BAL MDRCs were transduced to express CellLight Mitochondria-GFP. Mitochondria-GFP (Mito-GFP) had proper subcellular localization as seen by the MitoTracker Red (MitoT-Red) overlay. (a) Schematic for validation of transduction and subcellular localization of Mito-GFP (b) ImageStream flow cytometry images illustrating Mito-GFP expression and co-localization with MitoT-Red. (c) Quantitation of % HLA-DR⁺ MDRCs that are positive for Mito-GFP, MitoT-Red, or both (*** p < 0.001; unpaired Student's T-test) (d-e) Quantitation of mean fluorescence intensity (MFI) of either Mito-GFP or MitoT-Red signal in HLA-DR⁺ MDRCs gated for either Mito-GFP⁺, MitoT-Red⁺, or Mito-GFP⁺MitoT-Red⁺ (*** p < 0.001; unpaired Student's T-test) (n = 3 subjects, 3 technical replicates).

Fig. 3

MDRC-derived exosomes contain polarized mitochondria. (a) Characterization of MDRC-derived exosomes after purification. Quantitation of MDRC-derived EVs that were negative for non-exosomal markers ARF6 and GRP94. Quantitation of percent MDRC-derived exosomes with Tetraspanins (CD63, CD9, CD81) and Tsg101, an ESCRT pathway molecule (no statistical significance observed; Student's T-test) (n = 3 healthy, n = 3 asthmatics; 3 technical replicates each) (b) Schematic for characterization and validation of Mito-GFP⁺exosomes derived from MDRCs. MDRC mitochondria were marked with MitoT-Green or Mito-GFP. MDRC-derived exosomes marked with Mito-GFP were labeled with MitoT-Red (c) ImageStream flow cytometry images of MDRC-derived exosomes positive for MitoT-Green, CD63, and HLA-DR (n = 3 healthy, n = 3 asthmatics; 3 technical replicates each) (d) Characterization of MDRC-derived Mito-GFP⁺ exosomes. BAL MDRCs were isolated by FACS sorting from n = 3 healthy and n = 3 asthmatic subjects. Purified MDRCs were transduced with Mito-GFP and exosomes isolated from cell culture supernatant at 48 h. Histogram showing quantitation of percentages of CD63⁺Mito-GFP⁺ MDRC-derived exosomes, ARF6^-Mito-GFP⁺ MDRC-derived exosomes and individual percentages of CD63⁺, CD9⁺ and CD81⁺ MDRC-derived exosomes (no statistical significance observed; Student's T-test). (e) Histogram and scatter plots of exosomes isolated from MDRCs transduced with Mito-GFP and then labeled with MitoT-Red (n = 3 healthy, n = 3 asthmatics; 3 technical replicates each) (f) Quantitation of the MDRC-derived Mito-GFP⁺ exosomes labeled ex vivo with MitoT-Red.

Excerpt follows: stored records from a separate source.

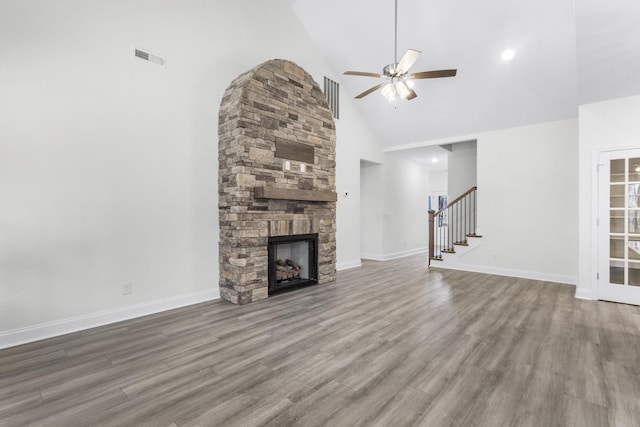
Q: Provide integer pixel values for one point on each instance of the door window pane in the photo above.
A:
(616, 247)
(616, 272)
(617, 196)
(634, 170)
(616, 221)
(617, 170)
(634, 221)
(633, 196)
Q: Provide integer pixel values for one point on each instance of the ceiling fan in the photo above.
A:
(397, 74)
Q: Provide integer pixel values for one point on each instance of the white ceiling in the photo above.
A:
(568, 52)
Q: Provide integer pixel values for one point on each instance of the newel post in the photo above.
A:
(432, 229)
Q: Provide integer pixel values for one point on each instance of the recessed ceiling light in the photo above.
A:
(508, 55)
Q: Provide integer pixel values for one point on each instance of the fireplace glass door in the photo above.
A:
(292, 261)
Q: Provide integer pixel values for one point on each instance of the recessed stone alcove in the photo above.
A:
(272, 114)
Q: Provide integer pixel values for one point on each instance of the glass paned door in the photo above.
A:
(619, 226)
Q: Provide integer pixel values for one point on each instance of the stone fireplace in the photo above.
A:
(276, 151)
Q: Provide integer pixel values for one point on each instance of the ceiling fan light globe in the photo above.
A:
(401, 89)
(389, 92)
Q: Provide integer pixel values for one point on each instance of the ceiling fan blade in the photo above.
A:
(407, 61)
(432, 74)
(368, 91)
(361, 73)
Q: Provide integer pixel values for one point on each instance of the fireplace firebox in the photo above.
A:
(293, 261)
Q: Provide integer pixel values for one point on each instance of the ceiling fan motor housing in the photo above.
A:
(390, 70)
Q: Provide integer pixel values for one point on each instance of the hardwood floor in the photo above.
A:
(388, 344)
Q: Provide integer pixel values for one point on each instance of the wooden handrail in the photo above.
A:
(457, 199)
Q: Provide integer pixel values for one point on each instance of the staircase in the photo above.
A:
(451, 228)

A significant fraction of exosomes generated were positive for both Mito-GFP and MitoT-Red. (**** p < 0.0001; Two-way ANOVA) (g) Quantitation of the mean fluorescent intensity (MFI) of the MDRC-derived Mito-GFP⁺ exosomes labeled with MitoT-Red ex vivo. MDRC-derived Mito-GFP⁺ exosomes from asthmatics had significantly higher MFI of MitoT- Red and Mito-GFP than those derived from MDRCs of healthy subjects (*** p < 0.001, **** p < 0.0001; Two-way ANOVA).

Fig. 4

Exosomal transfer of mitochondria by MDRCs to T cells. Transferred exosomal mitochondria merge with T cell mitochondrial network. (a) Schematic for experimental approach to validate exosomal transfer of mitochondria in co-cultures of exosomes and peripheral CD4⁺ T cells. (b) ImageStream flow cytometry images showing MitoT-Green⁺ BAL-derived exosomes within peripheral autologous CD4⁺ T cells (c) Quantitation of % CD4⁺ T cells in which MitoT- Green⁺ airway exosomes were transferred following co-culture (no statistical significance observed; Student's T-test) (b & c: n = 4 healthy, n = 4asthmatics, 3 technical replicates each) (d) ImageStream flow cytometry images of autologous peripheral CD4⁺ T cells following transfer of MDRC-derived MitoT-Green⁺ exosomes (n = 4 healthy, n = 3 asthmatics; 3 technical replicates each) (e) Quantitation of % CD4⁺ T cells in co-cultures with transferred MDRC-derived Mito-GFP⁺ exosomes (no statistical significance observed; Student's T-test) (n = 6 healthy, n = 6 asthmatics; 3 technical replicates each) (f) ImageStream flow cytometry images showing overlap of host T cell MitoT-Red signal with transferred Mito-GFP from MDRC-derived exosomes, validating merging of these transferred exosomes with the mitochondrial network of the host cells (f & g: n = 3 healthy, n = 3 asthmatics; 3 technical replicates each). (g) ImageStream Flow cytometry images of MitoSox labeling indicating ROS in peripheral autologous CD4⁺ T cells that partially overlaps with transferred MDRC-derived Mito-GFP⁺ exosomes.